The Myers farm nestled behind the Shamrock restaurant wants to sell its development potential, be annexed into Thurmont and build a strip mall with a big box store, such as Walmart.  The extended environs of Thurmont development are already one of the eyesore spots along the scenic byway of Route 15, do we really need to add something like another Walmart store to such a rural agrarian area?  Is the need for such businesses really that great that placement in that area is required?  Of course not!   It is simply being offered up for sale and redevelopment, and the county has little recourse in its planning, to decide in the end whether that happens.

Even if the county opposed an annexation request by Thurmont, the town can annex the area anyway and wait five years, the change the zoning to accommodate the development of it.  The power of the municipality can stand at odds with the county’s power and trump it by default. 

Politicians like to say they support the power of municipalities to determine their own future and development, as they at the county level decide their plans, but a clear role for the state and the county exists to define and moderate the wholesale expansion of towns when larger interest are at stake, and sustainability becomes a problem, as when the water supply is outstripped by growth.  We have similar long range interests in natural areas overall, and traditional industries like farming.

The town of Thurmont has opted to take the annexation to referendum.  In a strange twist of government, residents of the town a couple miles away would get to decide the future of land whose own direct neighbors could not vote upon the changes proposed right next door to their property.

Route 15 was designated some time ago by a long county process as a state scenic byway for its natural beauty, viewscapes, resources and tourism.  It was pointed out as an area ripe for land preservation and farmland protection.  Historic and cultural resources were noted, along with the business and tourism values from a steady stream of Washington area visitors for various recreational pursuits.






Frederick County had the potential solution to this problem in its hands and under consideration, but rejected TDR’s, or Transferable Development Rights.  Yet they are used fairly successfully elsewhere, as in Montgomery County, providing protection for farms and conservation landscapes.  The idea is to shift development from land a community wants to preserve and buy out the development potential, then transfer that development potential to another area where the growth and development is more desirable.

What are required are receptor areas to receive the development rights via increases in planned density and zoning allowances.  And areas would need to be designated as places where conservation of uses is preserved.  More homes and businesses in one place, in order to protect and leave unchanged other areas.  This would be a method of meeting state goals for Priority Preservation areas in comprehensive planning.  Forest and watershed areas could be preserved for instance.

In a good, true comprehensive plan for the future of Frederick County, we could expect to see a better balance between growth and preservation than the current model of revising the regional plans and recreating the character of areas, we’d have a template for the long term growth and the protection of farm and natural areas would reassure the community of its quality of life and values.

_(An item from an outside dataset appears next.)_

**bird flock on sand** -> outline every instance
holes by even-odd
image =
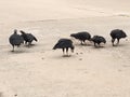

Without a better plan and some new tools to manage the community’s interest from a macro perspective, we keep right on planning for leapfrogging growth and eventual failure, or at least for the small indignities of changes like a Route 15 Scenic Walmart. 

We can chalk it up next to the sale of the historic Springfield home, owned by a brother of Thomas Johnson, south of Thurmont, for an expected five estate lots of 5 acres for new home sites.  The integrity of much of our legacy of a scenic byway is about to be determined, and unless enough hue and cry results to block these ill conceived choices, our community will suffer further cultural degradations.